A good example of this issue is when you run up against cultural differences. There is a movie coming out soon (already premiered in Europe) called Desert Flower. It’s based on the true story of a young girl from an African nomadic tribe who ran away from an arranged marriage. Her name is Waris Dirie and she ultimately got to England and became a supermodel. She was subjected to FGM (Female Genital Mutilation) as a child. Her story of survival is incredible. As I read it I became so angry about this cultural practice. One of Waris’ sisters actually died from the procedure. Even if done in a doctor’s office it is brutal and barbaric. That’s my opinion and if you read more about it most people will come to the same conclusion. Waris has become a spokewoman in the fight to end this practice. (If you are interested check her website) FGM is NOT the female version of circumcision. Anyway, sorry if I go on too long. I am just trying to illustrate a point. In general I like to accept cultural differences. There are some who accept this and say we can’t force people to live by our code of conduct, our laws, and our beliefs. They are free to choose. Normally I would agree with them.But Waris and other girls like her are not free to choose. It is forced on them against their will because culturally the mothers are afraid their daughters will not be marriagable if they do not have the procedure. When these cultures make their way to the United States they don’t always assimilate and change. They continue in a practice that I can only categorize as child abuse.
I don’t want to impose my belief system on anyone else, but if there is a moral imperative as in this case it becomes necessary to take a stand.
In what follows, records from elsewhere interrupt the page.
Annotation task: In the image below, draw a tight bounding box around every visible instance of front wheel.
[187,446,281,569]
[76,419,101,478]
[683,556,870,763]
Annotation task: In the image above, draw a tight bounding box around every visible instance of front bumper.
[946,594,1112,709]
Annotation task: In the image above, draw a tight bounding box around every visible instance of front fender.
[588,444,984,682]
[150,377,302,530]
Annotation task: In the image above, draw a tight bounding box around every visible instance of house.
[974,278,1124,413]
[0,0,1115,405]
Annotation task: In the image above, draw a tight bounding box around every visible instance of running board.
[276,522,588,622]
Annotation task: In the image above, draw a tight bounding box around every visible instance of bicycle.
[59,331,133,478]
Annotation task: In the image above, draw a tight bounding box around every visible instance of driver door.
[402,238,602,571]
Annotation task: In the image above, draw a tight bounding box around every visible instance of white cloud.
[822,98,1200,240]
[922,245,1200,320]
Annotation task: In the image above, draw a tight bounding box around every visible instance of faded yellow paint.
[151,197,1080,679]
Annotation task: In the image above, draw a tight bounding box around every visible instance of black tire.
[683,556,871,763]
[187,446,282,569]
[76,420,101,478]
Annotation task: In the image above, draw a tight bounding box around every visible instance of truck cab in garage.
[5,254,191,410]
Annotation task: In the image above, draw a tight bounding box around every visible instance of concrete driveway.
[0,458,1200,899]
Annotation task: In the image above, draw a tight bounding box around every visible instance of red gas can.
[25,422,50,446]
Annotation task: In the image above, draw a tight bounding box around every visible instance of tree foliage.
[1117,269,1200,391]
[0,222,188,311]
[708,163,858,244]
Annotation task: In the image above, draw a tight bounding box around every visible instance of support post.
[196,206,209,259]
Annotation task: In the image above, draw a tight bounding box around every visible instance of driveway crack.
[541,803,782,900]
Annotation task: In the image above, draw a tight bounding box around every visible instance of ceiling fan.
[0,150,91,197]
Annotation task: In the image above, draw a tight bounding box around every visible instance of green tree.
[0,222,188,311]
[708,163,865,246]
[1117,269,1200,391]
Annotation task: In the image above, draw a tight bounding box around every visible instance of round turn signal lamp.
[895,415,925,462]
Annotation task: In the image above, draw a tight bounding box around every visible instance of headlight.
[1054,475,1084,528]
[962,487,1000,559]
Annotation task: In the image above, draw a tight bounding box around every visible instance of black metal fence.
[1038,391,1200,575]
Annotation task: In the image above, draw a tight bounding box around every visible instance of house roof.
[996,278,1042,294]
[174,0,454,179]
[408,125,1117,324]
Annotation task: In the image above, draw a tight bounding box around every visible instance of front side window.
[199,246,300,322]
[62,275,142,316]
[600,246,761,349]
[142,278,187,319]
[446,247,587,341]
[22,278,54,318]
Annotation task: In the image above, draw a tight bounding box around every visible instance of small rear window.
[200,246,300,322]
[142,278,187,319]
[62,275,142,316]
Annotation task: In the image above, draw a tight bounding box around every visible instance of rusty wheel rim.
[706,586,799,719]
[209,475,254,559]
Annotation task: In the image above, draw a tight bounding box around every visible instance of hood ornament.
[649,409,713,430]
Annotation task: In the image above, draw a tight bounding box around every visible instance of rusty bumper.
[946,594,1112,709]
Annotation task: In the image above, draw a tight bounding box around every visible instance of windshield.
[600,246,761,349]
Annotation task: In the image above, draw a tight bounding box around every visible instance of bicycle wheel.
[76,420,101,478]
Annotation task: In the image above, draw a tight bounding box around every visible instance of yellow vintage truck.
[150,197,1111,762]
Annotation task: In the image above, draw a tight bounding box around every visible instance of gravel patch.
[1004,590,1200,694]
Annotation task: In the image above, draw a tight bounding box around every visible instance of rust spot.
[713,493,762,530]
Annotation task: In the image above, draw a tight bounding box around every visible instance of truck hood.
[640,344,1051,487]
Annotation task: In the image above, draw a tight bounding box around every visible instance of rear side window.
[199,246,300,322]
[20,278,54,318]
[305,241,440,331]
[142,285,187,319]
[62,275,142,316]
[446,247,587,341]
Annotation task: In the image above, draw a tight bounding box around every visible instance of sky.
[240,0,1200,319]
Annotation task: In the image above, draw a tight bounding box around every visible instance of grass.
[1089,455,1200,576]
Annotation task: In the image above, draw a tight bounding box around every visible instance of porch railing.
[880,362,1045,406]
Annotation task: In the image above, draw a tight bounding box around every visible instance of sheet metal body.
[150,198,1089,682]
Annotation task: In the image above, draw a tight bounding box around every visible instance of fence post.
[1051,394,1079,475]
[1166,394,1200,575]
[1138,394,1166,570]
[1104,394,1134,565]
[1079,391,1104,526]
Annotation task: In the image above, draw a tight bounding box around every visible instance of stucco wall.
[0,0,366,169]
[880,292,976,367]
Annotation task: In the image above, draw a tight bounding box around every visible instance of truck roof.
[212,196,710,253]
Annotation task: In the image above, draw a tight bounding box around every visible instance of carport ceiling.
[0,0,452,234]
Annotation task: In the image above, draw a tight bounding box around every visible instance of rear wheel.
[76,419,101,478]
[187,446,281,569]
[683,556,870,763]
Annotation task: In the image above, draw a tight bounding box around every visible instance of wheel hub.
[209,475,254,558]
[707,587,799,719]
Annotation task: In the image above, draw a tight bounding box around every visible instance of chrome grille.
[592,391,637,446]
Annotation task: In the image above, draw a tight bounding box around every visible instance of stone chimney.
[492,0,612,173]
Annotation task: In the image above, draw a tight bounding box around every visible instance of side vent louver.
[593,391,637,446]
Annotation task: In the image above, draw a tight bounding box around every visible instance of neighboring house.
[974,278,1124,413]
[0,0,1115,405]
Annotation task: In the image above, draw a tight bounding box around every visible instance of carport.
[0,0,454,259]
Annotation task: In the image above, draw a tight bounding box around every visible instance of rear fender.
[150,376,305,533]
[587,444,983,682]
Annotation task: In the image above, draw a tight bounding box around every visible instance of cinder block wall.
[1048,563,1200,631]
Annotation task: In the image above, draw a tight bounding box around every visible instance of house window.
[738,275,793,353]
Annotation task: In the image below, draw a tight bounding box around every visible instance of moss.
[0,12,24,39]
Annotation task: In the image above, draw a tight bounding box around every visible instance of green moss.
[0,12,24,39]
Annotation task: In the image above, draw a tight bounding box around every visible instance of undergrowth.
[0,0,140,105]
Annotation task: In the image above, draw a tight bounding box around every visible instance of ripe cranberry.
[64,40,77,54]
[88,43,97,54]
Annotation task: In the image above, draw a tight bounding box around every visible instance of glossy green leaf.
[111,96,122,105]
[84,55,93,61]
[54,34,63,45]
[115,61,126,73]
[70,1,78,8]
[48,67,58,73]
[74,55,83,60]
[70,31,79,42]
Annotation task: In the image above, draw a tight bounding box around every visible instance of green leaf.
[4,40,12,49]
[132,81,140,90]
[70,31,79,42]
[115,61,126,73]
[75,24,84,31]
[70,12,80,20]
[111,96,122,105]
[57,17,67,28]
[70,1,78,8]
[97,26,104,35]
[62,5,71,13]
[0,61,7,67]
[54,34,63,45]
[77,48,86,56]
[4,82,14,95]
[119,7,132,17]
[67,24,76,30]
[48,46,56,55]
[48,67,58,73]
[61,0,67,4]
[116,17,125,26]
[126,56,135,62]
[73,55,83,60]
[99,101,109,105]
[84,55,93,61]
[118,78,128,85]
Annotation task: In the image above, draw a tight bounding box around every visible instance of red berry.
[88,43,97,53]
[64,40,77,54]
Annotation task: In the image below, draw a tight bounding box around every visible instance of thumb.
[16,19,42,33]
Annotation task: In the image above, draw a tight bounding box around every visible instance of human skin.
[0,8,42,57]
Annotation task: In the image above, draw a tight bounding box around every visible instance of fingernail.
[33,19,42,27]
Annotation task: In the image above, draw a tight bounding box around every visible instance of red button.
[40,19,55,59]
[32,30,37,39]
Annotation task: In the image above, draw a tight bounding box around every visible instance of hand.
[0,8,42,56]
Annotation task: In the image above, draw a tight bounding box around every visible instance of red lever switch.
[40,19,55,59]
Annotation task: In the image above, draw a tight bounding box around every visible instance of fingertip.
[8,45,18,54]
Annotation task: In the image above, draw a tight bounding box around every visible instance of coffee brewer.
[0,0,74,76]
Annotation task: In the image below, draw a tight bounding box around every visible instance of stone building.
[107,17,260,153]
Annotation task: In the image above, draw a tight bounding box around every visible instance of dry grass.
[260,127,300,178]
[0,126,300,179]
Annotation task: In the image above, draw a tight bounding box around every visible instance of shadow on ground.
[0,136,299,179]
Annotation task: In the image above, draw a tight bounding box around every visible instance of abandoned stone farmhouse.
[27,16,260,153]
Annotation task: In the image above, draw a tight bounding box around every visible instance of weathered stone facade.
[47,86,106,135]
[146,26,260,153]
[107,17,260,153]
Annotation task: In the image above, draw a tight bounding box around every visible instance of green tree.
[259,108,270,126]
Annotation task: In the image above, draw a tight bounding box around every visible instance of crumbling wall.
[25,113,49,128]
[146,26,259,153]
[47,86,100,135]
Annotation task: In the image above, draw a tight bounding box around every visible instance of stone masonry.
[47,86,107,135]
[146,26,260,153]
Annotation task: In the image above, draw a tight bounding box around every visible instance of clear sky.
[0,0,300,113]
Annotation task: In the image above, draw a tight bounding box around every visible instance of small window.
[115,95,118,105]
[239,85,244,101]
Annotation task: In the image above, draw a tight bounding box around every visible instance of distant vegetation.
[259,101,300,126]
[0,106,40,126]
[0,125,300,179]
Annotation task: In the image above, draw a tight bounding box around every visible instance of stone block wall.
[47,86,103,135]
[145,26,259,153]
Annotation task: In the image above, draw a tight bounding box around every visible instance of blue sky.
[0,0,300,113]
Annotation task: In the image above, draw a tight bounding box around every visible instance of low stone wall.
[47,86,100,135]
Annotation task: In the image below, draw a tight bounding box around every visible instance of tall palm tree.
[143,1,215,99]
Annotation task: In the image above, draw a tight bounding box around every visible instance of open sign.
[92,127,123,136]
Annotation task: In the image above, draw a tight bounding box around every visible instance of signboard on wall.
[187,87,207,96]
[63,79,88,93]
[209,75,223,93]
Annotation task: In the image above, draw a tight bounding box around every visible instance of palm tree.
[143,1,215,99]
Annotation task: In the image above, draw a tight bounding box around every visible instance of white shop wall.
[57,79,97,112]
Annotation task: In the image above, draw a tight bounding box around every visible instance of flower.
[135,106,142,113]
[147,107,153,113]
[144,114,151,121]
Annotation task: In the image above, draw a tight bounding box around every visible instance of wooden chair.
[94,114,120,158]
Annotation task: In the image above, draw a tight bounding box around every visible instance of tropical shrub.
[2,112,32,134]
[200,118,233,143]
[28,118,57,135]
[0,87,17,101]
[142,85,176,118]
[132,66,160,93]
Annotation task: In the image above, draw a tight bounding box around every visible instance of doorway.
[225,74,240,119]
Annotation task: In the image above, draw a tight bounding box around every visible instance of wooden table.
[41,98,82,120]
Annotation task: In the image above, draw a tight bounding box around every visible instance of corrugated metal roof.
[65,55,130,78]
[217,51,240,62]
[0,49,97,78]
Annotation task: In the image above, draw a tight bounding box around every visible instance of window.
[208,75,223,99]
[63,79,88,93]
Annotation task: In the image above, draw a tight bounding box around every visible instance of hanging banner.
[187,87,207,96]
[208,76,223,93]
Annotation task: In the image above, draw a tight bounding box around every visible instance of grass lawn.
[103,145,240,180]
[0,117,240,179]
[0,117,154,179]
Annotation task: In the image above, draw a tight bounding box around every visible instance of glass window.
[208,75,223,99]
The ability to shift your belief system based on new information can get you the label wishy-washy or in politics, flip-flopper. I don’t know how you would diffentiate between a politician who sincerely believed in somethin but changed their mind and one who just took a different stand because it was politically expedient to do so. I suppose you would have to go by the actions they take vs just the words coming from their mouths.
Did I answer your question? I’m not sure, lol.

kitszu's avatar

Nothing.

I’d guess that would be most peoples answer (unless they find themselves suddenly conflicted about it).

We believe things for many different reasons. Blind faith won’t allow you to question what is dictated to you; that is absolute faith.

Rational faith requires you to listen. Listen to internal cues, your instict. I read a book once that called them “bells of truth”. I could never get that image out of my head. That litle nagging voice, no doubt it’s a pain but don’t write it off.